El fútbol vive de cábalas, rituales y costumbres, pero esta vez, romper la rutina costó caro. La presidenta Claudia Sheinbaum decidió vivir el partido de la decepción tricolor en territorio mexiquense, acompañada por la gobernadora del Estado de México, Delfina Gómez. Lo que pintaba para ser una fiesta histórica en la entidad terminó por convertirse en el escenario del adiós mundialista.

Llama la atención la estrategia de la mandataria para seguir los duelos de la Selección Mexicana. En los primeros compromisos de la fase de grupos, Sheinbaum se mantuvo en la capital del país: dos veces eligió distintas alcaldías de la Ciudad de México para vibrar con la afición y, en otra ocasión, optó por la intimidad de Palacio Nacional junto a su pareja. En todas ellas, la suerte sonrió y el Tri avanzó.
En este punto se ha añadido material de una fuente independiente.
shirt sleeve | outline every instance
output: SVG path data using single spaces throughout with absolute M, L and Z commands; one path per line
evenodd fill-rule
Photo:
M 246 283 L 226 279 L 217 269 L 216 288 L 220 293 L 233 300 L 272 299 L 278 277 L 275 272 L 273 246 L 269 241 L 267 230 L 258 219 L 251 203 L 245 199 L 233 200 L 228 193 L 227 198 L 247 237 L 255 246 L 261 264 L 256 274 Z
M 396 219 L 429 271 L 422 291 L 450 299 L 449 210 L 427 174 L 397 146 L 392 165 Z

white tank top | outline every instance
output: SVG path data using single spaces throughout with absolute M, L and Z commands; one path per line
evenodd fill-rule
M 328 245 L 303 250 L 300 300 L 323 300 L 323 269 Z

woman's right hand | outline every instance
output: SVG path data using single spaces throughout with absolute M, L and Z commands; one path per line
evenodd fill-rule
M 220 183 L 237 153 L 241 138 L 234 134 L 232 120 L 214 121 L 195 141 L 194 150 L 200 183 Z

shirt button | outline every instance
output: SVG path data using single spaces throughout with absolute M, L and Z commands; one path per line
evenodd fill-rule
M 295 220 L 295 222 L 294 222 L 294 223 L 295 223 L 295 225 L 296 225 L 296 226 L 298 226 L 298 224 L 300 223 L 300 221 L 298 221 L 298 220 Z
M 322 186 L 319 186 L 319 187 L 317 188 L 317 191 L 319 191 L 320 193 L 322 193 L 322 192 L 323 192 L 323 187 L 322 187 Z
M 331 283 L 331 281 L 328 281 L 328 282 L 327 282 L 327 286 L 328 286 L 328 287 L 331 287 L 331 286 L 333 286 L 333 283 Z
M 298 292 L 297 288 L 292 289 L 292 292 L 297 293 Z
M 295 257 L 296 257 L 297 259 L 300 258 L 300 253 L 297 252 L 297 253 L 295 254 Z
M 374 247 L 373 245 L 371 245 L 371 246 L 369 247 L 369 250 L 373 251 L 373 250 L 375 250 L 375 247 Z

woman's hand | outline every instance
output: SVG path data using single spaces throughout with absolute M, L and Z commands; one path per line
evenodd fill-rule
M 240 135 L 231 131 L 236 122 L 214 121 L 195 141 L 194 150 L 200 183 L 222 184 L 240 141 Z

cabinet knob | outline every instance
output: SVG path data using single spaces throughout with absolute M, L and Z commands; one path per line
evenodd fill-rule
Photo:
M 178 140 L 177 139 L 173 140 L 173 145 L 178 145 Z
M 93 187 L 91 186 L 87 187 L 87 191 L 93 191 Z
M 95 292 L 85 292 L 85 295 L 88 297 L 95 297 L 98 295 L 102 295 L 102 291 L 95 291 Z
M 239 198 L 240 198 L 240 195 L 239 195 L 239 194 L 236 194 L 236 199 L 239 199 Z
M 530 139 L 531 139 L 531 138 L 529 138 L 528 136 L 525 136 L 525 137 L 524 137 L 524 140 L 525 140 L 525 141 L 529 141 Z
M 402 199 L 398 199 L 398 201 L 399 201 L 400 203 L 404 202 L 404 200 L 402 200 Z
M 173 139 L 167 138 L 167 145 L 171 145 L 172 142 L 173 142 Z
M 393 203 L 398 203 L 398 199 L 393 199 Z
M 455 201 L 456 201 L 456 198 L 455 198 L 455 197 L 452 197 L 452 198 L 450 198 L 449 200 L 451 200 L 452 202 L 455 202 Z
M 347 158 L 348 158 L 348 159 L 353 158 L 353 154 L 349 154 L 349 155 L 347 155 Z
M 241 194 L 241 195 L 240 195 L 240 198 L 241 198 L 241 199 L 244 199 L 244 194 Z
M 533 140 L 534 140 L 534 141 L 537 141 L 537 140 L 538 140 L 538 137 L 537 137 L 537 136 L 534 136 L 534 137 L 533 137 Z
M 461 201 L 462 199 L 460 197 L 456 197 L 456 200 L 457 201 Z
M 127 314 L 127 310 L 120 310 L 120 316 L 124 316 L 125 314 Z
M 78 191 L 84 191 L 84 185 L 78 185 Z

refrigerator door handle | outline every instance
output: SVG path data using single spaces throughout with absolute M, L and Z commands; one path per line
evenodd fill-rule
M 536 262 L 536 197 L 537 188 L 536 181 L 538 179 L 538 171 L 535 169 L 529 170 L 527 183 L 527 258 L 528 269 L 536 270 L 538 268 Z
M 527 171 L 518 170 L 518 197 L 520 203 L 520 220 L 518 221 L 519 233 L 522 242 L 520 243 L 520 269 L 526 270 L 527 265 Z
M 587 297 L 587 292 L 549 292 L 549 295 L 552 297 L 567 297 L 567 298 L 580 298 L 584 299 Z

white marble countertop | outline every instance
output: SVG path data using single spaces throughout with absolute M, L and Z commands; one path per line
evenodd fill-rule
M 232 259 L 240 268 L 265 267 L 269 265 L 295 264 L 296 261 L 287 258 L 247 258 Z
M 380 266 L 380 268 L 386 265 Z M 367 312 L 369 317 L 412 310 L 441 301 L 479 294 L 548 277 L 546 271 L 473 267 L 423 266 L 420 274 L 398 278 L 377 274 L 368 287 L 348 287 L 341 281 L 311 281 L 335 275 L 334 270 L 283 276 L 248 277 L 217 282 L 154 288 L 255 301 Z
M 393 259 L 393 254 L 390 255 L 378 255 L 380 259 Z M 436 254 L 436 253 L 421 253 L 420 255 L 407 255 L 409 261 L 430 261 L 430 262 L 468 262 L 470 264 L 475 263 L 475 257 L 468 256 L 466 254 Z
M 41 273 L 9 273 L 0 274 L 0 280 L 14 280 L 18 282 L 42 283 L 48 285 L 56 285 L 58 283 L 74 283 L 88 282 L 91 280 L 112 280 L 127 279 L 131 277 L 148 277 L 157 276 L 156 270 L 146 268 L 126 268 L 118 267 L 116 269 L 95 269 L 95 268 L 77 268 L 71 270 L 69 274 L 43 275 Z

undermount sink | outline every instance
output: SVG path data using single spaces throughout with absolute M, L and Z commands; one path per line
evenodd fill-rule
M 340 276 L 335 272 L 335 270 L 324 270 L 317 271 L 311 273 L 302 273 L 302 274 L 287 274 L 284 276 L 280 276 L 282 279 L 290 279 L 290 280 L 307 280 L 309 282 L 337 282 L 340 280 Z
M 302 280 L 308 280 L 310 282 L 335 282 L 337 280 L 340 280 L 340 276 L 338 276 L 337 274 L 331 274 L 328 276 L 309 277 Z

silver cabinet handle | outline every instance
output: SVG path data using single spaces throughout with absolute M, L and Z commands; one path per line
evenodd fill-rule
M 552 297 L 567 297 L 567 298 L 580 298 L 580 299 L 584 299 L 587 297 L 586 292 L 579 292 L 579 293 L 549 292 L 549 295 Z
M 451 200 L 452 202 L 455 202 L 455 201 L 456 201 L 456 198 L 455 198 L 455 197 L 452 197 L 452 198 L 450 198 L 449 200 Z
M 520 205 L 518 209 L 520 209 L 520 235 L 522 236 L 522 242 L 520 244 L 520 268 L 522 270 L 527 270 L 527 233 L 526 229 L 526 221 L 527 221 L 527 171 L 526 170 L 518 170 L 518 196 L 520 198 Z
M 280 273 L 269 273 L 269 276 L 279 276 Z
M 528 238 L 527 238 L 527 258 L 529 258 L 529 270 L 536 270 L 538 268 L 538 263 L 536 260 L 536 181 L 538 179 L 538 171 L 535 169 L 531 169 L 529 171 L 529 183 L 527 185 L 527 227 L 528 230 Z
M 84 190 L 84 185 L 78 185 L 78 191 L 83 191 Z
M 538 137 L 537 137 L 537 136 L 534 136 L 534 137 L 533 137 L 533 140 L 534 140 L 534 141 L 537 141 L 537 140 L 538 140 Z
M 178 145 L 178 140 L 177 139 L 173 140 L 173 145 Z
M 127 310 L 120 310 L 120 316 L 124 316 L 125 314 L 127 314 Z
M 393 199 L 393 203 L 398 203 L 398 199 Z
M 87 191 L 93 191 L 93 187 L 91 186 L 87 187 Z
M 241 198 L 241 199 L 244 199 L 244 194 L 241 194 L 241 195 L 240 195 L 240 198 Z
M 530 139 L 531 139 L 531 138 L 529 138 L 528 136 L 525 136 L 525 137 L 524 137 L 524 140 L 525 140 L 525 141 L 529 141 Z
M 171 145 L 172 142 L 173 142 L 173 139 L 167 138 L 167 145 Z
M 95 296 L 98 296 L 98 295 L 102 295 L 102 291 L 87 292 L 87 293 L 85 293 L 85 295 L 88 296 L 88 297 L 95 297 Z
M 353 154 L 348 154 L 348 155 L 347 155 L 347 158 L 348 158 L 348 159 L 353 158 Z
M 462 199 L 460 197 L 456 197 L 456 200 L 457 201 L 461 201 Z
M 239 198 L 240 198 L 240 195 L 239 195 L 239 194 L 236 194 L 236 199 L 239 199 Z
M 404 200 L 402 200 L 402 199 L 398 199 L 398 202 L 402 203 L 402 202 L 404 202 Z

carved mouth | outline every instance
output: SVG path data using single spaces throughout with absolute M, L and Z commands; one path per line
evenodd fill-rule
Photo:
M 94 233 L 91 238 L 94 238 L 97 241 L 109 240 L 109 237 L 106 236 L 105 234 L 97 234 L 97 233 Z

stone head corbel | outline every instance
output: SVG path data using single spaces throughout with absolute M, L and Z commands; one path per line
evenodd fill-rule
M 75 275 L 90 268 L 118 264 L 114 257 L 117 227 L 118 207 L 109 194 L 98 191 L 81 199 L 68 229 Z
Sin embargo, para el crucial compromiso del quinto partido —el de la gloria o el infierno—, la presidenta prefirió salir de su zona de confort y mudarse a un municipio del Estado de México. El resultado ya lo conocemos todos: una dolorosa eliminación ante Inglaterra que deja el corazón roto de millones.

En las redes y las calles el debate ya comenzó entre los más supersticiosos: ¿Fue el cambio de sede al Edomex la verdadera causa de la mala suerte y la debacle nacional, o simplemente se acabó la magia táctica en la cancha? Lo cierto es que el cambio de ritual no funcionó y el sueño tricolor murió en tierra mexiquense.